A razão humana, essa centelha luminosa que tanto nos envaidece, não raro se engana quanto à sua própria extensão. Desde os tempos modernos, sobretudo após o advento do Iluminismo, ela foi alçada à condição de árbitra suprema da verdade, julgando todos os temas — inclusive os que a transcendem — como se fosse juíza onisciente do cosmos. Mas será a razão capaz de fundamentar a si mesma sem apelar para algo que a ultrapasse? Eis a inquietação que deve inaugurar todo pensamento verdadeiramente filosófico.

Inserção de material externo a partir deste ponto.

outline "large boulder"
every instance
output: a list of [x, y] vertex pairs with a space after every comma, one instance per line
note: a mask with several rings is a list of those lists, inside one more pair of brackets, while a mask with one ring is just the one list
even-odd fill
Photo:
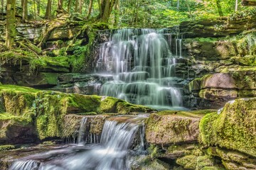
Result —
[[156, 144], [196, 142], [203, 115], [182, 111], [151, 114], [146, 123], [146, 141]]
[[31, 120], [0, 113], [0, 144], [35, 142], [37, 134]]
[[256, 98], [240, 98], [206, 115], [200, 123], [201, 141], [256, 157], [255, 108]]
[[[73, 135], [75, 125], [68, 132], [65, 128], [68, 114], [131, 114], [154, 110], [112, 97], [68, 94], [12, 85], [0, 85], [0, 109], [3, 112], [13, 116], [31, 118], [41, 140], [67, 137]], [[96, 124], [90, 124], [93, 127], [89, 130], [90, 134], [100, 134], [100, 127], [103, 125], [102, 120], [102, 118], [95, 118]], [[76, 124], [78, 121], [73, 123]]]

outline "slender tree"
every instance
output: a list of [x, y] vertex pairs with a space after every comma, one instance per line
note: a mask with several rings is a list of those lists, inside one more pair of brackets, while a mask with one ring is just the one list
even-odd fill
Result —
[[40, 16], [41, 0], [36, 0], [36, 13]]
[[177, 10], [179, 10], [180, 0], [177, 0]]
[[187, 7], [188, 7], [188, 12], [189, 12], [189, 17], [191, 18], [192, 18], [192, 13], [191, 13], [191, 8], [190, 8], [190, 5], [189, 5], [189, 1], [188, 0], [186, 0], [186, 4], [187, 5]]
[[4, 0], [1, 0], [1, 11], [3, 18], [4, 18]]
[[28, 19], [28, 0], [22, 0], [22, 21]]
[[58, 7], [57, 10], [63, 9], [63, 0], [58, 0]]
[[52, 0], [47, 1], [47, 6], [46, 6], [46, 12], [45, 18], [46, 19], [50, 19], [51, 16], [51, 6], [52, 6]]
[[72, 4], [72, 0], [68, 0], [68, 13], [70, 12], [71, 4]]
[[119, 23], [119, 18], [120, 15], [120, 1], [117, 0], [117, 3], [114, 6], [114, 26], [117, 26]]
[[221, 6], [220, 6], [220, 0], [215, 0], [215, 1], [216, 1], [217, 8], [218, 8], [218, 12], [220, 16], [223, 16], [223, 13], [222, 11], [222, 8], [221, 8]]
[[6, 2], [6, 46], [11, 48], [16, 37], [15, 28], [15, 0]]
[[88, 11], [87, 11], [87, 18], [89, 18], [90, 16], [90, 14], [92, 13], [92, 5], [93, 5], [93, 0], [90, 0], [89, 8], [88, 8]]
[[102, 22], [107, 23], [117, 0], [98, 0], [97, 1], [100, 10], [98, 18]]
[[79, 13], [82, 13], [82, 0], [79, 0]]
[[75, 0], [75, 12], [78, 12], [78, 3], [79, 0]]

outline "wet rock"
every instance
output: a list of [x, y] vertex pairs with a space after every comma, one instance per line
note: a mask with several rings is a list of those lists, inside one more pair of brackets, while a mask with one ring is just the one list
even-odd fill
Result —
[[220, 112], [208, 114], [200, 123], [202, 142], [256, 156], [256, 99], [236, 99]]
[[196, 169], [197, 157], [188, 155], [177, 159], [176, 163], [183, 166], [186, 169]]
[[21, 117], [0, 114], [0, 144], [31, 143], [38, 139], [31, 122]]
[[62, 74], [58, 76], [59, 85], [52, 89], [65, 93], [99, 95], [102, 84], [112, 79], [112, 76], [100, 74]]
[[146, 141], [158, 144], [197, 141], [201, 116], [175, 111], [151, 114], [146, 123]]

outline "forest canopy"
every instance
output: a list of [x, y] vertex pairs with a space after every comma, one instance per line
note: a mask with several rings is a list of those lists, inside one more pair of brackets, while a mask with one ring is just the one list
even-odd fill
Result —
[[[1, 13], [6, 1], [1, 0]], [[164, 28], [182, 21], [225, 17], [255, 7], [241, 0], [16, 0], [11, 1], [23, 21], [53, 19], [80, 13], [84, 20], [101, 21], [112, 28]]]

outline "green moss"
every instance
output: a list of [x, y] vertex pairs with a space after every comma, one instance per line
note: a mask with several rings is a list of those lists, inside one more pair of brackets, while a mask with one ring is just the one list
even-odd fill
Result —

Kant, em sua Crítica da Razão Pura, alertou-nos para um erro recorrente: a razão, quando se aventura além do domínio da experiência possível, tropeça em antinomias, conflitos internos e ilusões transcendentes. Quando tenta provar a existência de Deus, a liberdade ou a imortalidade da alma por seus próprios meios, ela não apenas falha — ela se contradiz. A razão pura, quando desmedida, torna-se imprudente. Seu brilho se apaga quando pretende iluminar o que apenas pode ser intuído pela razão prática ou pela fé.
Portanto, antes de contrapor fé e razão, é necessário pôr a razão em seu devido lugar. Não como serva da fé, nem como sua senhora, mas como companheira humilde. A razão que conhece seus próprios limites é mais sábia do que a que pretende tudo explicar. Crer, nesse sentido, não é renunciar à razão, mas libertá-la de sua própria arrogância. E é apenas essa razão crítica — e não a razão dogmática — que pode dialogar com a fé sem desfigurá-la.
Vivemos num tempo em que muitos veem fé e razão como inimigas. Uma seria cega, a outra, fria. Mas essa oposição sempre existiu? Será que a fé precisa renunciar à razão para ser verdadeira? Ou será que a razão, quando profunda, encontra-se com a fé?
Na tradição cristã medieval, especialmente em Santo Agostinho e São Tomás de Aquino, a razão é vista como caminho que prepara a alma para a fé. Tomás dizia: “A graça não destrói a natureza, mas a aperfeiçoa.” Ou seja, crer não é fugir da razão, mas levá-la ao seu cume.
Com a ascensão do pensamento iluminista, a fé passou a ser vista como um atraso. Voltaire, Hume e outros pensadores viam a religião como superstição organizada. Mas será que a razão moderna explicou tudo? As perguntas últimas – sobre o sentido, a origem e o destino – continuam abertas.
A fé não é irracional, mas trans-racional. Como o amor ou a arte, ela toca aspectos da realidade que a pura lógica não alcança. A teologia de Joseph Ratzinger (Bento XVI) reafirma que “crer é também pensar”. A fé que teme a razão revela fraqueza; a razão que recusa a fé revela orgulho.
A fé pode — e deve — dialogar com a razão. Como duas asas, ambas nos elevam à verdade. Uma razão sem fé se torna fria e niilista; uma fé sem razão, fanática e frágil. Que voemos com ambas, confiantes de que a verdade não teme ser questionada.
Até o próximo, caro leitor. Que a razão te acompanhe — mas que a fé a conduza.
Esse é o ponto: “A fé que teme a razão revela fraqueza; a razão que recusa a fé revela orgulho.”